Lurbinectedin is an analogue of trabectedin and a selective inhibitor of oncogenic transcription that binds preferentially to guanines located in the GC-rich regulatory areas of DNA gene promoters (8, 9). By preventing binding of transcription factors to their recognition sequences, the drug inhibits oncogenic transcription and leads to tumor cell apoptosis (10). It also affects the tumor microenvironment by inhibiting activated transcription in tumor-associated macrophages (11). Lurbinectedin has shown very promising clinical activity in a broad range of clinical trials (12). In June 2020, based on the results from a phase II trial (study B-005; NCT02454972), the US Food and Drug Administration (FDA) granted accelerated approval to lurbinectedin for adult patients with metastatic small-cell lung cancer with disease progression on or after platinum-based chemotherapy (12). The Swiss Group for Clinical Cancer Research (SAKK) 17/16 trial, a phase II single-arm study, was designed to evaluate lurbinectedin efficacy and safety in patients with progressive malignant pleural mesothelioma (7). The primary endpoint of PFS at 12 weeks was met by 52.4% of patients; median PFS and median overall survival were 4.1 months and 11.1 months, respectively. There was one complete and one partial remission, while stable disease was obtained in 20 patients, leading to an overall response rate of 4.8% and a disease control rate of 52.4%. The duration of disease control was 6.6 months, and the median number of completed cycles was 5.

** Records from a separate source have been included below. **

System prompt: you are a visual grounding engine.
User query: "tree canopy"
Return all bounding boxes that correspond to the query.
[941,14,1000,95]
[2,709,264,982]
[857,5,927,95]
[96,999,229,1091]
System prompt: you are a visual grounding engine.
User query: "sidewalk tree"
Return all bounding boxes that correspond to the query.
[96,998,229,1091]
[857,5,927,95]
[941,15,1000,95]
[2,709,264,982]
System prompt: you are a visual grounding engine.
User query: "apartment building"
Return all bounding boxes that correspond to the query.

To the best of our knowledge, this is the first report on efficacy of lurbinectedin in refractory metastatic MPM. Lurbinectedin treatment led to a rapid improvement of symptoms in both patients corresponding to a decrease of metabolic activity of the peritoneal lesions. The first patient is still under treatment 10 months after starting lurbinectedin. As for the second patient, he had a PFS of 8 months, thus higher than the median PFS observed in the SAKK 17/16 trial.

Furthermore, contrary to the SAKK 17/16 study enrolling patients who had progressed on or after one line of chemotherapy and one line of immunotherapy, our two patients were heavily pretreated with up to 4 lines of systemic treatment, including immune checkpoint inhibitors.

However, we note long survival in both cases, compared to what is expected in the context of advanced DMPM. This longevity can be partly explained by the good general condition of our two patients, a potentially non-aggressive histology, the performance of multiple lines of treatment and the experience of the surgical team and the hospital. These reasons may also partly explain the good response to lurbinectedin treatment.

In conclusion, the durable clinical response and good tolerance to lurbinectedin in these two cases suggest the utility of this drug in DMPM but need to be confirmed in a well-designed prospective clinical trial.

To date, there has been no established treatment strategy for patients with metastatic malignant peritoneal mesothelioma, and their prognosis remains very poor.

Lurbinectedin is an analogue of trabectedin, demonstrating very promising clinical activity in a broad range of clinical trials.

We report on two patients with repeatedly relapsing malignant peritoneal mesothelioma who achieved durable disease control with lurbinectedin in the fourth and fifth line, respectively.

Data Availability Statement

The original contributions presented in the study are included in the article/supplementary material. Further inquiries can be directed to the corresponding authors.

Ethics Statement

Written informed consent was obtained from the individual(s) for the publication of any potentially identifiable images or data included in this article.

Author Contributions

Writing – LG, ADig. Review & editing: all authors. All authors contributed to the article and approved the submitted version.

Conflict of Interest

The authors declare that the research was conducted in the absence of any commercial or financial relationships that could be construed as a potential conflict of interest.